When a breakdown occurs in this reading hierarchy, a student struggles.
It is the job of Title I teachers including Gossen, Brunner, Hanschu, Ellynne Wiebe of Hillsboro, Shannon Cooper and Cindy Vinduska of Marion, and Mary Schmidt of Goessel — to diagnose the origin of a problem and try to correct it.
“You put a lot of pressure on yourself,” Cooper said. “‘What am I not doing to help?’”
The system does work, especially when Title I teachers can diagnose a reading problem early, but each Title I teacher has a different version of a success story.
Gossen talked about a student she worked with at a young age who is now one of the smartest students in his class.
Wiebe said that it is a joy whenever she gets to see a student raise a reading level.

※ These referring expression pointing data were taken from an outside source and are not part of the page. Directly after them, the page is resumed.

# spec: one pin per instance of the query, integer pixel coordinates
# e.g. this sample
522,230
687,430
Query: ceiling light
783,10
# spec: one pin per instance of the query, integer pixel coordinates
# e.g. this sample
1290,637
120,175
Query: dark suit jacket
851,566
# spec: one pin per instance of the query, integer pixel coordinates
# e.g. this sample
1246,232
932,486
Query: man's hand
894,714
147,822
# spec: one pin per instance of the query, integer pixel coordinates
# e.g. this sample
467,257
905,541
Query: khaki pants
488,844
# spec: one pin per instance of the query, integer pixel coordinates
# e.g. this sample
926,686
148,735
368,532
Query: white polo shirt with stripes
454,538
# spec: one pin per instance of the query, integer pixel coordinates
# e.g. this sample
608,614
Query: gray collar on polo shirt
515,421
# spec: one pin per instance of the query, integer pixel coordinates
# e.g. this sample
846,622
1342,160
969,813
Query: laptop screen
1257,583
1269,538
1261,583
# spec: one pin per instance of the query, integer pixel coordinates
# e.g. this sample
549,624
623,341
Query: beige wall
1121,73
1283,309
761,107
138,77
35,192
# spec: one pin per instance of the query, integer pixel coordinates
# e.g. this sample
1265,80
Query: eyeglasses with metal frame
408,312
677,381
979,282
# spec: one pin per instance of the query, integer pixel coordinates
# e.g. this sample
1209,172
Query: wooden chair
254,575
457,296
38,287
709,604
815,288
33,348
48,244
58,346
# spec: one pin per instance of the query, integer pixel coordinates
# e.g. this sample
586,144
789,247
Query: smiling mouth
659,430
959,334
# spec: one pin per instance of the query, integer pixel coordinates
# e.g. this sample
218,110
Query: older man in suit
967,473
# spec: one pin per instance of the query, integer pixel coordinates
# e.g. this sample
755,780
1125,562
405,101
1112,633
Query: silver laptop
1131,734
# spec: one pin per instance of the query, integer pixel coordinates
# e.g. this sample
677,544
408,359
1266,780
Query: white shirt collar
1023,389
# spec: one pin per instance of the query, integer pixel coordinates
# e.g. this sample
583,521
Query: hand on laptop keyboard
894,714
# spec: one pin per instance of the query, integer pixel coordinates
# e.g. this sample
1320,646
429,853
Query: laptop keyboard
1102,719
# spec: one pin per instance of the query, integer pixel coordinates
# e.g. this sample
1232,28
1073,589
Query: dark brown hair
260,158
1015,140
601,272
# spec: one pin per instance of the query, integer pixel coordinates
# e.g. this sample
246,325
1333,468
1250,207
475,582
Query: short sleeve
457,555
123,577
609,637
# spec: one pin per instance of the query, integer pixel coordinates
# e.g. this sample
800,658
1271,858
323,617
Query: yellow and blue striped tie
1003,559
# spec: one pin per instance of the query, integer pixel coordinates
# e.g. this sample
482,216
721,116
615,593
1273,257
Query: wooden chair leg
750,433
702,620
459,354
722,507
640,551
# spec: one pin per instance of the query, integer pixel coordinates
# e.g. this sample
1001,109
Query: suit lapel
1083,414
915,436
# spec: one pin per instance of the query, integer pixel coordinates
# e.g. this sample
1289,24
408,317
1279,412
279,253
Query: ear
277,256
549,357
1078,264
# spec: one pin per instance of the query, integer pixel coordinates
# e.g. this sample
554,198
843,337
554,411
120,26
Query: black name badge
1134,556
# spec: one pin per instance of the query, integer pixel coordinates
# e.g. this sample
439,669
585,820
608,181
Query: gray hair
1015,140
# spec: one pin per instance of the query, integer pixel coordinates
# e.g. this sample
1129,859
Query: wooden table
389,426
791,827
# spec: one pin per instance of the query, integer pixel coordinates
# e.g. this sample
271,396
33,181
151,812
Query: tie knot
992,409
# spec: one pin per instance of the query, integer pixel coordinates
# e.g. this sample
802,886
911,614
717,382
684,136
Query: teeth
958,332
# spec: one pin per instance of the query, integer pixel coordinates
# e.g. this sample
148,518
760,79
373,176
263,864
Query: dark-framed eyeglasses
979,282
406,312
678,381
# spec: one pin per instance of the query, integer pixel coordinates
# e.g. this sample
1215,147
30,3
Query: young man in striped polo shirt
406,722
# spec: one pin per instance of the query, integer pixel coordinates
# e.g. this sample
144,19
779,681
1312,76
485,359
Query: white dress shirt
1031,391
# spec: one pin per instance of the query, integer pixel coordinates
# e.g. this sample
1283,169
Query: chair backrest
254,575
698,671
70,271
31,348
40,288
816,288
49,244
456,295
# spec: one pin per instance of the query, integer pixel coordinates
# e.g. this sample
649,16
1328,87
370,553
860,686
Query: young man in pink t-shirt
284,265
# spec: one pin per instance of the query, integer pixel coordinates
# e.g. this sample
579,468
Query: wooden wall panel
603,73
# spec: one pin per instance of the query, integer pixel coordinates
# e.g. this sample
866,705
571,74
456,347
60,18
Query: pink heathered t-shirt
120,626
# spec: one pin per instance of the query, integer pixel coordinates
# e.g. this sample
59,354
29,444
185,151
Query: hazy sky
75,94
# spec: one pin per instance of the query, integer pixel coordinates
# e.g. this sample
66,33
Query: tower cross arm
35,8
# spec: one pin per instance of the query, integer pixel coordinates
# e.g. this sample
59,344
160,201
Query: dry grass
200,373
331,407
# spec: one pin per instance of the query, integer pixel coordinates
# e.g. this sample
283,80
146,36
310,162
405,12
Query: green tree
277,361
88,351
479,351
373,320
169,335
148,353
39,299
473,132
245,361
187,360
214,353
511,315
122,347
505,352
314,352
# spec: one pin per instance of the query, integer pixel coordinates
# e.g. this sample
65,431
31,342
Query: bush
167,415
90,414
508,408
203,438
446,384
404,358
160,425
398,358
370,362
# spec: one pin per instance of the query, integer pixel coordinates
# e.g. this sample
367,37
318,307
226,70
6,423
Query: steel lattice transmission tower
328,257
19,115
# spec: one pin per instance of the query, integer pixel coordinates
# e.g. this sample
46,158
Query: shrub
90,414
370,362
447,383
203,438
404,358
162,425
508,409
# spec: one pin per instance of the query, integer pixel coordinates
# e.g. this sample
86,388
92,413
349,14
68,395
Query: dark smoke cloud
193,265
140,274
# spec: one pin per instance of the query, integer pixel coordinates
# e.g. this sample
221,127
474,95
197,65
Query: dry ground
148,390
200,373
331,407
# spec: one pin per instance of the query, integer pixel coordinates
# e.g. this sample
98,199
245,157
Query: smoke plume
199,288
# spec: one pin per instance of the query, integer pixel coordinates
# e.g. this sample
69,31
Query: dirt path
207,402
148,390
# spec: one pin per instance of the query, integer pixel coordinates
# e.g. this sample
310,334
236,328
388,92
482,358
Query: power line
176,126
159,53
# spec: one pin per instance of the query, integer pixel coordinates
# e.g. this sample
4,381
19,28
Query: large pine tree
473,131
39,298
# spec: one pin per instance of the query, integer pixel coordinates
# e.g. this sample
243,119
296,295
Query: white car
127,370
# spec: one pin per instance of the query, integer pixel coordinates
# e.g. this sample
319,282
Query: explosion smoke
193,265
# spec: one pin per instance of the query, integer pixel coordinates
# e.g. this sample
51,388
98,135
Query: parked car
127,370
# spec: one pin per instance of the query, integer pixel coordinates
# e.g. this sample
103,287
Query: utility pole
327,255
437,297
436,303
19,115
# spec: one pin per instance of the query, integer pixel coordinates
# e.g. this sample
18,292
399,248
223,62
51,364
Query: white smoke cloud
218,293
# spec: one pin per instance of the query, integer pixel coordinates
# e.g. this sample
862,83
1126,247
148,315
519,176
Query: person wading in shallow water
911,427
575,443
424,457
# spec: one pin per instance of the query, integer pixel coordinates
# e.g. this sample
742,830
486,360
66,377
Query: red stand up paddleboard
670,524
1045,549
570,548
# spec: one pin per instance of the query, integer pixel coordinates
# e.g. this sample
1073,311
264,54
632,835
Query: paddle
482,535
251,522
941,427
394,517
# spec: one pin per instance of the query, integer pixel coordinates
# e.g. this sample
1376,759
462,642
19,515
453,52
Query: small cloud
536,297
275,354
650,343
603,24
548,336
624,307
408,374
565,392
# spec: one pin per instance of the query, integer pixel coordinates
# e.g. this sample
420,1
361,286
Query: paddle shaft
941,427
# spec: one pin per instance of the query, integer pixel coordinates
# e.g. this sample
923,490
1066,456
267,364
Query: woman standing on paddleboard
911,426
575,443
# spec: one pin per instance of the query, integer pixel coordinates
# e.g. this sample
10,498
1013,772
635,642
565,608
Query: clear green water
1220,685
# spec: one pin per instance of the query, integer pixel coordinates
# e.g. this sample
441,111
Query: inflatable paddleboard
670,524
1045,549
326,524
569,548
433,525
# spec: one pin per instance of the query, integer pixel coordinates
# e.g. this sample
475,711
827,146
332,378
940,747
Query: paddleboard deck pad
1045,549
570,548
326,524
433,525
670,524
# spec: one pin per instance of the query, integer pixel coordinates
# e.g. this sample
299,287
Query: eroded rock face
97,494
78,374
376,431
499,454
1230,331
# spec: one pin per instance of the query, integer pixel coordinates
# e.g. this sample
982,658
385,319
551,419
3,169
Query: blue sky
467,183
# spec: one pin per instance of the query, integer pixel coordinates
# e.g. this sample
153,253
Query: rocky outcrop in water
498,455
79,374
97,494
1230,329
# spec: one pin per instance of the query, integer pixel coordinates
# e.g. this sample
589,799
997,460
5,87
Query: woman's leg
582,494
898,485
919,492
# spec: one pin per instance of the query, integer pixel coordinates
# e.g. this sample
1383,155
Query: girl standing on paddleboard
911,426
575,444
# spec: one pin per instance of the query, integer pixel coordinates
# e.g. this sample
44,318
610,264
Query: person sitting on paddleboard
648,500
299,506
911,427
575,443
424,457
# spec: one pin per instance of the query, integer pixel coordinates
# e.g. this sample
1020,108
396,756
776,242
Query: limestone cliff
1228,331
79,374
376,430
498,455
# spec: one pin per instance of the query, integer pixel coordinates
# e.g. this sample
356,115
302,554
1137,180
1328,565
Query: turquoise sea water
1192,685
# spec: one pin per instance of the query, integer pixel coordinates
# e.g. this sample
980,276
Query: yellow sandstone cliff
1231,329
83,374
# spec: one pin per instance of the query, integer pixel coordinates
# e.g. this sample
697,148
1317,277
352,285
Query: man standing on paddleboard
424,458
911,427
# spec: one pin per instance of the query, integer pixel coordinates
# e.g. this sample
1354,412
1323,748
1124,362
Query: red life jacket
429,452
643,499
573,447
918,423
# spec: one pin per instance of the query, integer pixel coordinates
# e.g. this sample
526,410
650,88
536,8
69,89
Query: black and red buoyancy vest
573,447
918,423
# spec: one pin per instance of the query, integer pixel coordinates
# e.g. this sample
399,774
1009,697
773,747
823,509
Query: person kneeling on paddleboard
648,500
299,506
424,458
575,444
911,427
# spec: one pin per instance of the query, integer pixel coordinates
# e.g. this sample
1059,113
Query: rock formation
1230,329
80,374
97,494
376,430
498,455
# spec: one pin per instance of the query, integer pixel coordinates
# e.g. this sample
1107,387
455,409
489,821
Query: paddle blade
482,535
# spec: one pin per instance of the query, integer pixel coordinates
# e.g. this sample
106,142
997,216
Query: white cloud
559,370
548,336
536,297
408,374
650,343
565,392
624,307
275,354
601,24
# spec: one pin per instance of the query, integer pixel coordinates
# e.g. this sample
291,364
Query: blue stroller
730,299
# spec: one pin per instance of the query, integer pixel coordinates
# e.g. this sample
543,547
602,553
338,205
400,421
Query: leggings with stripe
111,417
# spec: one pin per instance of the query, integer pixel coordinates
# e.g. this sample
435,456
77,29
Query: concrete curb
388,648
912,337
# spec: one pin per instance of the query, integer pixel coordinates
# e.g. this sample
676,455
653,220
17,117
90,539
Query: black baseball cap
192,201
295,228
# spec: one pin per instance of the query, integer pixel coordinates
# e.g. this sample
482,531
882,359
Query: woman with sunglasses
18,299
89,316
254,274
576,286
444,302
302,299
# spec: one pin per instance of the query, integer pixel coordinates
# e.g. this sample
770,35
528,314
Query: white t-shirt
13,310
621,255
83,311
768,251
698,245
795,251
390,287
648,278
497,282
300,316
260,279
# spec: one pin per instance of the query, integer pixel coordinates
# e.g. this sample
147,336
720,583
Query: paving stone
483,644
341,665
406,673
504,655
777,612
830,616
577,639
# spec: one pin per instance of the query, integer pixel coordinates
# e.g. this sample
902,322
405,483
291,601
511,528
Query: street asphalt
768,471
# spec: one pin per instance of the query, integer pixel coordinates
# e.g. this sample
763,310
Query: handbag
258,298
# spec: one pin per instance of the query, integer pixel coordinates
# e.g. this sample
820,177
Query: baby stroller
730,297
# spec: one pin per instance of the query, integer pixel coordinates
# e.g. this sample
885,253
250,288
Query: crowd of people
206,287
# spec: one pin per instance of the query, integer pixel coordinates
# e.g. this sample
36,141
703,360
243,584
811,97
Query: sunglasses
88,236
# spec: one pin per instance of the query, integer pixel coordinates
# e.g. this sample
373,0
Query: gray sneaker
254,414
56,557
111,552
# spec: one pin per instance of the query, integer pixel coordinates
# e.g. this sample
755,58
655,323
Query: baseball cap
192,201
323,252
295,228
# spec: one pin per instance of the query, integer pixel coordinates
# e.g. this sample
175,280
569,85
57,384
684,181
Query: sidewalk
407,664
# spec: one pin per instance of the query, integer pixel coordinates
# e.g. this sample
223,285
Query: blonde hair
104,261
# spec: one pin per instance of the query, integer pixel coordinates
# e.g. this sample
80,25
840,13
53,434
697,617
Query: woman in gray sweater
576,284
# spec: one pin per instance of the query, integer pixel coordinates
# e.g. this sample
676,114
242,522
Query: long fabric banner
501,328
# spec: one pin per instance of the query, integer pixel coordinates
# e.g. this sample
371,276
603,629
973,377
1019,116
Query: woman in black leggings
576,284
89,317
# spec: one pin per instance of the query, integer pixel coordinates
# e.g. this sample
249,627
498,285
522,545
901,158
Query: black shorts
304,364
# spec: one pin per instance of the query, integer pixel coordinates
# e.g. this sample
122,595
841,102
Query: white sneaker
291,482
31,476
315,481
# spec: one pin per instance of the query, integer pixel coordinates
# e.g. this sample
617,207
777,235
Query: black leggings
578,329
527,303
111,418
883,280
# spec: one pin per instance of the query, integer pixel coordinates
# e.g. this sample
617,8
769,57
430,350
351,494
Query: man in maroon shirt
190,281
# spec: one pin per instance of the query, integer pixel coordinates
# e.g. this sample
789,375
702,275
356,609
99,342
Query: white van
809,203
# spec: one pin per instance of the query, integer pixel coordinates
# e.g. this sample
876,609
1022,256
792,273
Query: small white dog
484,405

Brunner said that she has had children struggle early on but soar later.
“They’ve grown by leaps and bounds,” she said. “I’ve seen some kids go up 20 or 30 words (per minute) maybe as much as 40 by the end.”
To help with this difficult task of teaching children struggling to read, Title I educators teach small classes of students. The largest class that Schmidt teaches is six students. The class sizes for each teacher usually average about four children per class. Title I teachers don’t get a lot of time with students — Schmidt teaches 30-minute classes — but they teach all of their students every day.
Title I teachers find that the focused instruction, and a class of peers at a similar learning level, allows students to be more comfortable and confident.
Another key factor that each teacher acknowledged was early detection. They said that a reading deficiency is much easier to correct when a student is in kindergarten or first grade compared with fourth or fifth grade.
With the Multi-Tiered System of Support, a reading program that every school in Marion County uses, the progress of each student needs to be monitored regularly.
Brunner and Hanschu monitor students’ progress weekly as well as with testing at the beginning, middle, and end of the year.
Data is the tool that allows teachers to keep track of a student’s progress and validate, or question, their teaching techniques. Data is gleaned from test scores and has become very important.
Brown closely examined this information Thursday with all teachers at Hillsboro Elementary School. Brown held hour-long meetings with two teachers from each elementary school grade — kindergarten through fifth — Hillsboro Title I teacher Wiebe, and Hillsboro Elementary School Principal Evan Yoder.
The focus of these meetings was charts that Brown constructed comparing the beginning-of-the-year test scores and midyear test scores for each grade.
Brown, who performs this consulting service for schools all over Kansas, praised the teachers because no students in the first or second grade had fallen from a level meeting their grade reading level to a score bellow benchmark. Brown also went through signs that worried her about students who continued to struggle. She advised teachers to work on exercises in the areas where students didn’t test well.
For example, a student who was struggling with oral reading fluency needed to continue echo reading with a classmate — the classmate reads a passage and then the student rereads what was just read.
The success stories for students are the reason that every Title I teacher continues perform their job, but sometimes successes can be seldom and come in smaller packages.
Cooper and Vinduska mentioned a child who could not name a letter without singing the alphabet song and now he has no problem with his letters.
Schmidt mentioned that she recently had a young student read a whole sentence aloud for the first time.
“She just looked up at me and was like, ‘whoa,’” Schmidt said. “It was pretty exciting to see the ‘light bulb’ go on in her head.”